Quais os desafios no âmbito desta patologia?
Os tratamentos farmacológicos atualmente disponíveis não são curativos e os doentes dependem de medicação para toda a vida. Além disso, os fármacos disponíveis para casos mais graves são de perfusão contínua endovenosa ou subcutânea e têm múltiplos efeitos secundários que limitam significativamente a qualidade de vida. O maior desafio para o tratamento da hipertensão pulmonar será conseguir tratamentos com maior comodidade posológica e com menos efeitos secundários. Melhor ainda, seria conseguir um tratamento com potencial curativo que permita reduzir ou mesmo suspender os fármacos vasodilatadores pulmonares.
Os profissionais de saúde estão sensibilizados para esta patologia? E a população em geral?
O esforço feito na última década para maior divulgação desta doença quer junto da população quer junto dos profissionais de saúde tem contribuído para um maior reconhecimento e referenciação destes doentes para os centros especializados. No entanto, ainda existe um longo percurso a percorrer sobretudo para encurtar o tempo desde o início dos sintomas até ao início do tratamento que muitas vezes ainda é maior do que o desejado.
No que consiste a campanha “Heróis do Ar” e quais os principais objetivos?

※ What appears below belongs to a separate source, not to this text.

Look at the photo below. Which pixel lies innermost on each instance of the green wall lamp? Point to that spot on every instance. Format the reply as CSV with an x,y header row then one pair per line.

A campanha convida os portugueses a visualizarem e partilharem um vídeo com testemunhos de pessoas com HP que diariamente perdem momentos importantes do seu quotidiano pela falta de oxigénio, uma das principais limitações da hipertensão pulmonar e um elemento essencial à vida. Subir escadas, pegar no filho ao colo ou simplesmente caminhar são exemplos de atividades que estes doentes não conseguem realizar. Por cada visualização e partilha nas redes sociais com a hashtag #heroisdoar, no dia da efeméride (5 de maio), será doado 1 euro à Associação Portuguesa de Hipertensão Pulmonar.
A campanha tem como principais objetivos homenagear doentes e cuidadores, dar voz aos mesmos, sensibilizar a população em geral para a doença e os seus sintomas, e promover o diagnóstico precoce.